According to the booklet notes, the performers included Debussy's Sonata for Cello and Piano (1915) partially because of the composer's Francophilia in the face of the ravaging "Boches." Within highly refined passages and extreme condensation, Kalish finds "vividness touched with tragedy, an exaggeration of emotion, love, and longing." What also emerges is bizarre wit and unpredictable gestures, lushly garlanded paths that lead nowhere, and a snappy taunting coda.
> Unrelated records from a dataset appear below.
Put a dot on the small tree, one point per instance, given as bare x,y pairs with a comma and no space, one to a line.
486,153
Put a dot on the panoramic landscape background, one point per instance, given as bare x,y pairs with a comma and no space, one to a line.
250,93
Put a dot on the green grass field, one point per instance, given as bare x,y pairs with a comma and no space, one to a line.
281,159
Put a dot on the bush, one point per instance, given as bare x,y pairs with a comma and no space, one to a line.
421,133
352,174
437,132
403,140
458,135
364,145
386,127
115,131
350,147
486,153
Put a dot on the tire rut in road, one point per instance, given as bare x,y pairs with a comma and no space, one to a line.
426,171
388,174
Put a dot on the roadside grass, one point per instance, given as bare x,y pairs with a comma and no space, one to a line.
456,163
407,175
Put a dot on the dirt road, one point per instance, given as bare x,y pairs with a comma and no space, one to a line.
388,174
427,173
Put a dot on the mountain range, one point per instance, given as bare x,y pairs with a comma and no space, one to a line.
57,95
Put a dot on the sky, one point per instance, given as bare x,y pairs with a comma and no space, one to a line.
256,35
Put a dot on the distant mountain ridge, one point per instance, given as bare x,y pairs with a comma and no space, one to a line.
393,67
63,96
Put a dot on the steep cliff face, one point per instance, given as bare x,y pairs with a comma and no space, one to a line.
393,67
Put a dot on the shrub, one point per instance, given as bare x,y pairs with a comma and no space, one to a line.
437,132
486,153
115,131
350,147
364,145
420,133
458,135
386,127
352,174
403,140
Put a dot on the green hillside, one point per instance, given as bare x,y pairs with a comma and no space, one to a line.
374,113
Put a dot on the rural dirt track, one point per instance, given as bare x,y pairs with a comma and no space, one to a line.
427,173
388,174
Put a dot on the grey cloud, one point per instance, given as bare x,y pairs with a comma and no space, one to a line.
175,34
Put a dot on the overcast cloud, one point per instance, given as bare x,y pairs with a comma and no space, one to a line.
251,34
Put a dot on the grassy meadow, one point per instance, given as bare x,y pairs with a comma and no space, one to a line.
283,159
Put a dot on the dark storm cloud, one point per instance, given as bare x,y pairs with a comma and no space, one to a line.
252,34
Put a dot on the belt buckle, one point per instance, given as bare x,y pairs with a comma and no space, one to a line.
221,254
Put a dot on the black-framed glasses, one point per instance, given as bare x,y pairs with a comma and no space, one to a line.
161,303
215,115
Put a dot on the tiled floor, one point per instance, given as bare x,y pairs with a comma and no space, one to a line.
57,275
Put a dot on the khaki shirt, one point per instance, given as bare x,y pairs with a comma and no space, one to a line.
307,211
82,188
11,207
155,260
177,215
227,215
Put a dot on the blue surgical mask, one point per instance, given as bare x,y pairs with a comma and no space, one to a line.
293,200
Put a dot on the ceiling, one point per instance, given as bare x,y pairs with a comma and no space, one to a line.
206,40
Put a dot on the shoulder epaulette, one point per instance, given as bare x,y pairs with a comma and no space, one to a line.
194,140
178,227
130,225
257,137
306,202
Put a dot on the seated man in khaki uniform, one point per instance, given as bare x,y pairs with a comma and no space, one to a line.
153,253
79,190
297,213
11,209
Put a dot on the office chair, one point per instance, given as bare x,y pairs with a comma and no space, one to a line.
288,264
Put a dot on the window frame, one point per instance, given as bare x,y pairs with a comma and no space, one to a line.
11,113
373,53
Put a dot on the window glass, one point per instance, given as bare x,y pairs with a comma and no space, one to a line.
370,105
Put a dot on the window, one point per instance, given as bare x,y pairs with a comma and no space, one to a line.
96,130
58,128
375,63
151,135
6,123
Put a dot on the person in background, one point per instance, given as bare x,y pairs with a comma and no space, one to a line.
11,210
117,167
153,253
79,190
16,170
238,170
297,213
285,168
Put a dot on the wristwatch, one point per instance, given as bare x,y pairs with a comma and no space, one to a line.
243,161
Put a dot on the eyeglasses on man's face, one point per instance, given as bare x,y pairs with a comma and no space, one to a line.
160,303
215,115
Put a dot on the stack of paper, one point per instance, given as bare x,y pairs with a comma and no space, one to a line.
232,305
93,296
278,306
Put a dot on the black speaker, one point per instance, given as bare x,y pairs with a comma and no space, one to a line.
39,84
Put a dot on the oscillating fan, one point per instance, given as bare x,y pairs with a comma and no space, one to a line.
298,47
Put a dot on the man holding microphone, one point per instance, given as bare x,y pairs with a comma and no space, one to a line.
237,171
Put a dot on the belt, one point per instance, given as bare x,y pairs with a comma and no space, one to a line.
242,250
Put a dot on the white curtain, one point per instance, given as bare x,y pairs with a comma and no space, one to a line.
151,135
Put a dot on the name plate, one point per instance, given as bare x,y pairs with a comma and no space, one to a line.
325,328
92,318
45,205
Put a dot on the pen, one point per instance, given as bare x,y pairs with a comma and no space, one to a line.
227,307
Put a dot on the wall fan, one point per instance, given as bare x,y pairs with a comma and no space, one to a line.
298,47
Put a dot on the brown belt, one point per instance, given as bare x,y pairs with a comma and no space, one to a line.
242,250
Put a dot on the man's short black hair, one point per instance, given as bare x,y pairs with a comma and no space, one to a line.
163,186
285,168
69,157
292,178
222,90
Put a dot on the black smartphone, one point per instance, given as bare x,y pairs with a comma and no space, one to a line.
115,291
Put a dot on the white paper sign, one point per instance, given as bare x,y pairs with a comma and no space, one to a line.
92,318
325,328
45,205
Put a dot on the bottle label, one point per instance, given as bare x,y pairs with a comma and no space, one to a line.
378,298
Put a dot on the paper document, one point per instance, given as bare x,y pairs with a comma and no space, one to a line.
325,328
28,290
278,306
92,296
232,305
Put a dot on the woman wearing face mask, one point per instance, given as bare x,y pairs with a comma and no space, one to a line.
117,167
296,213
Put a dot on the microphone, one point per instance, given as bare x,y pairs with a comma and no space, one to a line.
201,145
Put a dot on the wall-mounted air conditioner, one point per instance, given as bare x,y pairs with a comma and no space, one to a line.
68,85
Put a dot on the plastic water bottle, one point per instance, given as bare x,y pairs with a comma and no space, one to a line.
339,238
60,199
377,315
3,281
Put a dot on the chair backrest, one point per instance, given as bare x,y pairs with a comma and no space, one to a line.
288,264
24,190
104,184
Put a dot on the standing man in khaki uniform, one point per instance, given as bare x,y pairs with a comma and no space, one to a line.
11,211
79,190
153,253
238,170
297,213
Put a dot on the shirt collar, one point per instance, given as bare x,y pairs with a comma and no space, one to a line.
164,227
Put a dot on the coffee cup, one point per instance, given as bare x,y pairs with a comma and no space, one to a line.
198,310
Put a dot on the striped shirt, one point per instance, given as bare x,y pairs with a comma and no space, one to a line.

Krosnick's cello playing in the delicious Janáček Fairy Tale ("Pohadka") is superb. He performs with less legato than Gary Hoffman did in last year's release of the CD Leoš Janáček (EMI 55585 2 7), reviewed in the CLASSICAL disCDigest (Volume 5, #7, Issue 21). The current version weighs in at 11:20 minutes, as opposed to the earlier one's 13:40. The music therefore sounds more urgent and less sentimental, perhaps commenting on a passing era when fairy tales were possible. Could its underlying dreamy nature, braced against odd tonalites, suggest a calm before a storm?
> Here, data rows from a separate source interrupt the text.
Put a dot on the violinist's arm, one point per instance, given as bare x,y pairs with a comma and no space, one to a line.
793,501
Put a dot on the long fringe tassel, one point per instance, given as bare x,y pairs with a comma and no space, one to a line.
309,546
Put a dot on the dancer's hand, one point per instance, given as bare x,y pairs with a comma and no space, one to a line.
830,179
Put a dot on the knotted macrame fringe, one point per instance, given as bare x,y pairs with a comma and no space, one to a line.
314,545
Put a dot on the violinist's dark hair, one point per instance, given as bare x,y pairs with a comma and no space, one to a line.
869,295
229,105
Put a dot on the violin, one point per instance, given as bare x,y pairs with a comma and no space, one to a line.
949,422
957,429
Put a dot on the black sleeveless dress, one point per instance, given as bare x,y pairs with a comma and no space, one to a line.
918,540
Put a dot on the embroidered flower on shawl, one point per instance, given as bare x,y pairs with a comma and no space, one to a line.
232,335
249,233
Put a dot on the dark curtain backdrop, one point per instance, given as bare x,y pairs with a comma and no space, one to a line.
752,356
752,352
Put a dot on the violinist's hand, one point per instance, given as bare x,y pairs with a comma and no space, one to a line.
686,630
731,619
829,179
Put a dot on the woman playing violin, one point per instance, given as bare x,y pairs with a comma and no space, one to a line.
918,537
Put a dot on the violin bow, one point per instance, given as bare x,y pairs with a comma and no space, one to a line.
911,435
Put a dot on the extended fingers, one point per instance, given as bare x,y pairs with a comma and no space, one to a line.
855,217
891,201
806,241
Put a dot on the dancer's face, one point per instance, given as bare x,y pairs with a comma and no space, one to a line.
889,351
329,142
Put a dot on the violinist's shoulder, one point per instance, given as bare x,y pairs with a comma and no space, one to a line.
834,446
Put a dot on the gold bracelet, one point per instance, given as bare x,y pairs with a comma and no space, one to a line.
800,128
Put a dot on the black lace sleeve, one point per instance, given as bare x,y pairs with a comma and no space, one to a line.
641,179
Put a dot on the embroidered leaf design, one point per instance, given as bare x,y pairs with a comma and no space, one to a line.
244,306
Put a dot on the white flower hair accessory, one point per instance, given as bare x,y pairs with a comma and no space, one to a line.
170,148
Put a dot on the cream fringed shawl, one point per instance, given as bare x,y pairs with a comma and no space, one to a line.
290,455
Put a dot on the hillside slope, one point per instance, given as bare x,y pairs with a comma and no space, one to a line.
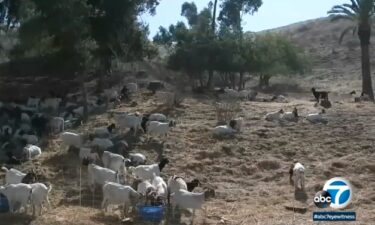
335,66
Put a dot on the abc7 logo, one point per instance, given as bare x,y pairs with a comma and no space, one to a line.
337,193
322,199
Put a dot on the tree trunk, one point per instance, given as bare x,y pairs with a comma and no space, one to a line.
213,28
201,79
264,81
213,24
240,83
210,77
364,33
84,95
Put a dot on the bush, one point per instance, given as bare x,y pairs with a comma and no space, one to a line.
227,111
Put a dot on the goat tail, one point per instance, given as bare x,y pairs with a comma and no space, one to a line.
4,169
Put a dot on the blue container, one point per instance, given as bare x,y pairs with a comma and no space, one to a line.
4,205
151,213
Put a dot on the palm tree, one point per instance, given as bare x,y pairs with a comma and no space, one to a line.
361,13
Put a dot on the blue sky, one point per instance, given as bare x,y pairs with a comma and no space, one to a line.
272,14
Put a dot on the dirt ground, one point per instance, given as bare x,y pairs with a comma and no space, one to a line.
249,171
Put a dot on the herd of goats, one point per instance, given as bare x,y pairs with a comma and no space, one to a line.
125,177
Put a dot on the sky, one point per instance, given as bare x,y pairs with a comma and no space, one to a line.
272,14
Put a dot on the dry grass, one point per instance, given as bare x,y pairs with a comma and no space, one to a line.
249,171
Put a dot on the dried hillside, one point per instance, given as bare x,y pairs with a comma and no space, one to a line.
335,66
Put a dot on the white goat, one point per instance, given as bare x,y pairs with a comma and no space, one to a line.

Paul Hindemith's Sonata for Violoncello and Piano is a nasty piece of work. Its sour key changes in the middle of the first movement, coupled with a percussive piano that – more than the other pieces on this CD – sounds like rapid gunfire. It is not, however, programmatic about war, in the same way as Shostakovich's Seventh Symphony is. Instead, it captures the disillusion of a young man who cursed "this stupid breed of idiots [who] never put an end to this devilish war." Instead, it captures the disillusion of a young man who cursed "this stupid breed of idiots [who] never put an end to this devilish war." Themes that begin almost playfully end obsessively, stridently. There is no respite in the Langsam, only brief snatches of lyricism perching on a rusty spring, soon to release in the furiously dissonant final movement. It is the musical equivalent of the New Objectivity paintings of Hindemith's contemporaries, George Grosz and Otto Dix.
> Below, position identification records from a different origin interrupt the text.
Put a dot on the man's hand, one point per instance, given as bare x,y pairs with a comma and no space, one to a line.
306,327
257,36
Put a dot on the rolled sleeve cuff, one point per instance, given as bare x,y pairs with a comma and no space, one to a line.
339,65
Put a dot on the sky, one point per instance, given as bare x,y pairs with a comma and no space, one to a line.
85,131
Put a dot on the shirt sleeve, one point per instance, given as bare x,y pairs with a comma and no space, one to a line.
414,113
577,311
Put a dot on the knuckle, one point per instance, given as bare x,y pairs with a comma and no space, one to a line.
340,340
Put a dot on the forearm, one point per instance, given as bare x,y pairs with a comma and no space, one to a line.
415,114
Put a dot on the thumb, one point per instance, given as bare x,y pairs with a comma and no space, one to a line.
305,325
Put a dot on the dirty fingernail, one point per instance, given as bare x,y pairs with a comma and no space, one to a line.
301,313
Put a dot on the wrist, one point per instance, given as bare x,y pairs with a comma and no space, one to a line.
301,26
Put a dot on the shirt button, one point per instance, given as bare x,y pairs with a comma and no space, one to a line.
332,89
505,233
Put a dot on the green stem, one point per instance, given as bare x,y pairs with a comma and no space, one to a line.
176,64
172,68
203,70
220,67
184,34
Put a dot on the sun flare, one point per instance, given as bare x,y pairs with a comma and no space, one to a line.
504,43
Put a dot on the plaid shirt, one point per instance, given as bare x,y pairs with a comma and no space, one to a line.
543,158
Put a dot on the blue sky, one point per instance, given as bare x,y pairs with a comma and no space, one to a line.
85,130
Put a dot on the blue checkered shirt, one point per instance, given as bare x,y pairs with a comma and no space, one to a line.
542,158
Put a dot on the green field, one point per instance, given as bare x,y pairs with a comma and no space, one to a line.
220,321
Henry Cowell is the only American on this CD. Krosnick found enough fragments of his Sonata for Cello and Piano (1915) in the Library of Congress to put together a working version. It is a charming youthful work, dotted with country dances, popular tunes, even the "fate" motive from Bizet's Carmen. What it's doing in a collection about World War I is anyone's guess, unless it demonstrates America's blithe isolationism. But I'm glad they included it. A brash anomaly, it plays Ivesian pranks on the listener. It flagrantly refuses to follow the musical rules of development. Listen and wonder: how many more unknown works are languishing in a Library of Congress file cabinet?